US 11,755,376 B2
Automatic assignment of hardware/software resources to different entities using machine learning based on determined scores for assignment solutions
Nick Pendar, San Ramon, CA (US); and Eric Christopher Hagen, Danville, CA (US)
Assigned to CALLIDUS SOFTWARE, INC., Dublin, CA (US)
Filed by Callidus Software, Inc., Dublin, CA (US)
Filed on Aug. 23, 2019, as Appl. No. 16/549,886.
Prior Publication US 2021/0055973 A1, Feb. 25, 2021
Int. Cl.

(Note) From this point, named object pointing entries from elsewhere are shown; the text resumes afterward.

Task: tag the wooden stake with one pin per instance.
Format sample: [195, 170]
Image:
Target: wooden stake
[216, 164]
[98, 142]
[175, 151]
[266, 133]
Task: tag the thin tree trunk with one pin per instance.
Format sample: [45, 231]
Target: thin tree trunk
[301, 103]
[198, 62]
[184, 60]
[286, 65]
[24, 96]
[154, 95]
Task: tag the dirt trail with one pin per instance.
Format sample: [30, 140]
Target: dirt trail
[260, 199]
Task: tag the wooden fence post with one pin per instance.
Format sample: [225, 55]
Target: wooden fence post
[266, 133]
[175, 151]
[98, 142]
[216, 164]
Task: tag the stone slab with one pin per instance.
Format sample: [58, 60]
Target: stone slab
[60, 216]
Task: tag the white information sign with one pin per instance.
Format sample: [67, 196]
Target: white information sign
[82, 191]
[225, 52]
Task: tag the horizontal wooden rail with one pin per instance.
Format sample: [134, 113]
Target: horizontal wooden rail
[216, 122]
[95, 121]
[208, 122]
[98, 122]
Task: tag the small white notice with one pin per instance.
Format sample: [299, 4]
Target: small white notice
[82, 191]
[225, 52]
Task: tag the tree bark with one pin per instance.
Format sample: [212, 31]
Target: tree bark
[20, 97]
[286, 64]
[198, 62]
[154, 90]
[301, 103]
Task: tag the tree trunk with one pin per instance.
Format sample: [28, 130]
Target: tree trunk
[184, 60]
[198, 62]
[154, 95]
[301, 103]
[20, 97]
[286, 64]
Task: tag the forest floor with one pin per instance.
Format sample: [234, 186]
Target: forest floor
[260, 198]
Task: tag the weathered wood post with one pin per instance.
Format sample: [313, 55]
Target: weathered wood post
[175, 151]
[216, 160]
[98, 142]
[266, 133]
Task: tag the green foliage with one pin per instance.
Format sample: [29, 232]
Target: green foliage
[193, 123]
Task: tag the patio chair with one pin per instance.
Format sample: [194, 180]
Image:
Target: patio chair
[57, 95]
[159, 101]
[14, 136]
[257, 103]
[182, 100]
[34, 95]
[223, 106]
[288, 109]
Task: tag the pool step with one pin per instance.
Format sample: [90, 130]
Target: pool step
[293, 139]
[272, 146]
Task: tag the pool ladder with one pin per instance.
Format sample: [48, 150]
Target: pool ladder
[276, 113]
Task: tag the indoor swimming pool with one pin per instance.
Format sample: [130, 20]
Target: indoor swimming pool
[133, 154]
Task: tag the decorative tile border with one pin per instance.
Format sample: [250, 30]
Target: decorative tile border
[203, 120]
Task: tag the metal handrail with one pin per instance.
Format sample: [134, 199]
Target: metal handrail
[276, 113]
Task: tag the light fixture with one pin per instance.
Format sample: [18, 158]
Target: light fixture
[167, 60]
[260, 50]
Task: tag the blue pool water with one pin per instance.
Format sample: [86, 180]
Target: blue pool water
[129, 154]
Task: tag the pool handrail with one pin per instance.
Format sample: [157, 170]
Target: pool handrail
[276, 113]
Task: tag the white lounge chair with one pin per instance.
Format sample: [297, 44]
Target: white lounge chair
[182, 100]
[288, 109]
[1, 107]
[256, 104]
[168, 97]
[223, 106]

G06F 9/50 (2006.01); G06N 20/00 (2019.01); G06N 3/126 (2023.01)
CPC G06F 9/5055 (2013.01) [G06F 9/5044 (2013.01); G06N 3/126 (2013.01); G06N 20/00 (2019.01)] 16 Claims
OG exemplary drawing
 
1. A computing device comprising:
one or more processors;
a non-transitory computer-readable medium storing machine learning algorithm instructions and an application including a random assignment generator, a score determiner, a subset solution selector, a mutation/mating generator, and an assignment finalizer that, when executed by the one or more processors of the computing device, cause the computing device to perform operations comprising:
randomly assigning, by the random assignment generator, a set including a plurality of hardware/software resources from a plurality of hardware/software resources to each of a plurality of requesters of hardware/software resources to form a hardware/software resources assignment solution, where a portion of the set including the plurality of hardware/software resources from the plurality of hardware/software resources randomly assigned to each of the plurality of requesters of hardware/software resources overlap;
determining, by the score determiner, a score associated with the hardware/software resources assignment solution, wherein the score is indicative of fitness of the hardware/software resources assignment solution;
repeating, by the random assignment generator, the random assigning of a set of hardware/software resources from the plurality of hardware/software resources to the plurality of requesters of hardware/software resources to form a hardware/software resources assignment solution and the determining of the score associated with the hardware/software resources assignment solution a number of times to form a set of solutions, each solution in the set of solutions having a respective score associated therewith;
selecting, by the subset solution selector, a subset of the set of solutions to form a subset of solutions based on an unsupervised machine learning of the scores of the plurality of hardware/software resources assignment solutions over the number of times;
creating, by the mutation/mating generator, additional solutions by changing hardware/software resource assignments within the subset of solutions, the changing of hardware/software resource assignments within the subset of solutions includes randomly swapping the sets of hardware/software resources from the hardware/software resource assignments within the subset of solutions between the plurality of requesters of hardware/software resources within the subset solutions, including (i) randomly swapping sets of hardware/software resources between different requestors within a same solution and (ii) randomly swapping sets of hardware/software resources between different requestors from a different solution;
determining, by the score determiner, scores associated with the additional solutions;
repeating, by the respective subset solution selector, mutation/mating generator, and score determiner, the selecting, the creating, and the determining of scores for further additional solutions, based on the unsupervised machine learning of the scores of the plurality of hardware/software resource assignments, until a certain criteria is met, the criteria being one or more of an expiration of a threshold period, a determined number of iterations, and an improvement from one iteration to a next iteration based on the determined score is less than a determined threshold;
finalizing, by the assignment finalizer, assigning of the plurality of hardware/software resources to the plurality of requesters by selecting a solution from a latest set of solutions of the further additional solutions when the certain criteria is met, wherein the selecting of the solution is based on a determined respective score associated with the further additional solutions when the certain criteria is met, where a portion of the selected solution including the plurality of hardware/software resources assigned to the plurality of requesters of hardware/software resources overlap and the selected solution is optimally finalized using machine learning;
utilizing the finalized assignment of the plurality of hardware/software resources to the plurality of requesters; and
executing an assignment of the plurality of hardware/software resources to the plurality of requesters as specified in the finalized assignment.